To date, the achievement of super app status has predominantly come as the outcome of an incremental diversification of a company’s service offering which gets bundled into a centralised portal and taps into a pre-existing pool of users and potential customers. This has historically coincided with the creation of digital, ‘all-in-one’ applications covering services ranging food shopping 🍛, to messaging 💬, payments 💳 and even domestic and cleaning services 🧹. Although conceptually, the broadening of a service suite in the digital sphere can often be associated with any company’s product development phase and is not bound to any specific sector, as of today, clear patterns can be identified in the establishment of the leading super apps across emerging markets. This article classifies four main pathways and specifically focuses on n.2:
💬 Messaging apps and social networks;
🛵 Mobility and 🛒 e-commerce;
💳 Financial technology;
🌐 Telcos.
In order, the first notable brands to emerge were giants such as China’s WeChat and — to some extent — Facebook’s Suite, which boasting billions of users, were able to experiment with new services by leveraging their large audience and weight in the market. The second fast-growing category was captained by on-demand companies such as Singapore’s Grab and Indonesia’s GoJek, which had taken a different route and expanded their suite upon by adding services to their on-demand app infrastructure. Finally, in more recent years, a new wave of investments from Big Tech firms into telecoms and large financial services companies and the steep growth of fintechs have seen the mobilisation of Asian companies such as Jio, AliPay, and PayTM towards into this space.

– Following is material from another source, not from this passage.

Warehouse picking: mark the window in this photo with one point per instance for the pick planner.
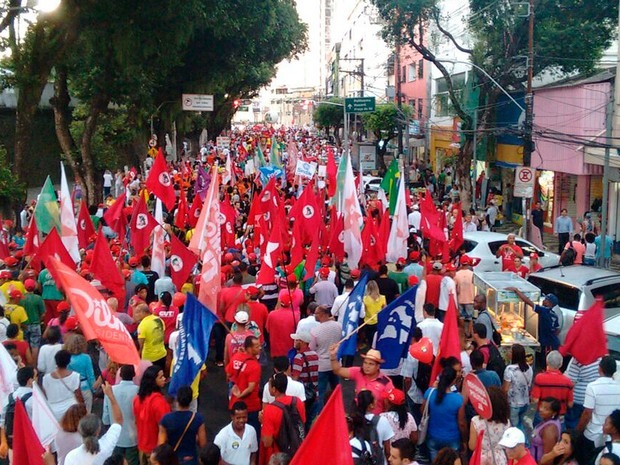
(411, 75)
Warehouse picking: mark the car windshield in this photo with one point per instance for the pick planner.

The cradle of super apps: China and South/east Asia
Home to the largest population in the world, the highest number of unbanked, fastest-growing GDP per capita, and some of the most spectacular mobile penetration rates, Asia is perfectly positioned to be able to harness the digital revolution. As of the end of 2019, according to Bloomberg, Asia’s internet economy was projected to hit $100 billion. COVID-19-related repercussions aside, the continent has been on a positive growth trajectory for decades, its world-class technology companies are more than ever suited to tap into a pool of over two billion mobile subscribers. Aside from triggering a fierce competition within the region, this clash of titans has recently begun entering the realm of hitherto Western and Southern markets, as companies such as WeChat, Alibaba, and GoJek look at Africa and Europe for new customer segments, and Grab achieves near hegemony in the ride-hailing and delivery market by acquiring Uber’s Asian stake. In the Middle East and South Asia, Careem has become the market leader in its countries of operations boasting a fleet and services extending from Dubai to Islamabad. Pathao follows, with activity across Bangladesh and Nepal and with a fast-growing user base, though at a significantly smaller business volume and a more limited product offering.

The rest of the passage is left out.